We frequently emphasise the value of financial literacy, including developing a solid understanding of how money functions and having the information necessary to make wise decisions.
However, most people overlook their money personality type, or their approach and emotional reactions to money, when it comes to establishing financial health.
Knowing which category you fit into and being aware of each type’s drawbacks might help you have a far better relationship with money. It can assist you in reducing your spending on impulsive items, improving your budgeting skills, making good investment decisions, and ensuring a comfortable retirement nest egg.
Table of Content
1. Compulsive Saver
A Compulsive saver continually sets money aside, occasionally without any specific objective in mind. They think that the only way to feel more secure in life is to save money. They’re really thrifty. Friends will frequently ask you for advise on which phone provider is the cheapest, which point cards are worthwhile, or the best times to purchase airline tickets. Some people who are compulsive savers live their entire lives without ever touching the money they have worked so hard to accumulate. For instance, they might decide against engaging in interests or pursuits that could provide them meaning and enjoyment. It’s a good idea to understand how to strike a balance between enjoying life and saving money.
2. Compulsive Spender
Spending compulsively often leads people to buy things they don’t actually need. They are gregarious and enjoy giving people special treats, sometimes without any particular reason. If you have a spending problem, buying things will help you feel better emotionally, especially if you want them right away. Compulsive Spenders frequently continue their spending binges despite having significant debt. They might even try to keep expensive purchases from their loved ones and friends. If they continuously spend more than they make, they may, in the worst situations, be in danger of becoming bankrupt. Making a budget plan will enable you to approach situations differently.
3. Compulsive Moneymaker
If you think that the key to happiness is more money, you are a compulsive moneymaker. Making money is where you focus the majority of your energy. You enjoy receiving compliments and praise from others for your professional accomplishment.
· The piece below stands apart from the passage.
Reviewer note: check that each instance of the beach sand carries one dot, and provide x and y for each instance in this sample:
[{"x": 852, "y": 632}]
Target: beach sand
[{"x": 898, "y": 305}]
While Compulsive Moneymakers are often well on their way to financial independence, they run the risk of slipping into perilous area if they start to put key connections last in order to increase their money (e.g., choosing to work on weekends over spending time with loved ones).
4. The Worrier
No matter how much money you have, you are continuously concerned that you will misplace it. You don’t have faith in your capacity to reach financial independence. You are perpetually preoccupied with the worst-case scenario of what might occur if you run out of money.
Knowing what might occur if you don’t plan for the future is a wise move. But it’s never a good idea to let concern and stress sap your joy in the here and now. A solution to this is to focus on the positive aspects of financial conversations.
5. In different to Money
You rarely think about money (and just the idea of creating a budget makes you nauseous). In extreme cases, you believe that money is inheritably bad or evil. You feel strongly that money shouldn’t influence important decisions in life.
Many people who are indifferent to money feel they only need a modest amount of money to be happy, which is a healthy mindset. But things can get ugly if they’re not responsible with their finances (e.g. depending on a partner or spouse to do the work for them). Even if you are financially comfortable, make it a point to know things like where your money is going, what your monthly expenses are, and where you stand on debt.
Your money personality type has a huge impact on how you manage your finances. It is worth knowing what we are like and why we act the way we do. Although there are no good or bad, correct or incorrect money personality types, all of them have some positive aspects and drawbacks. Therefore, certain things (such as saving or spending money) will come easier or harder to some people.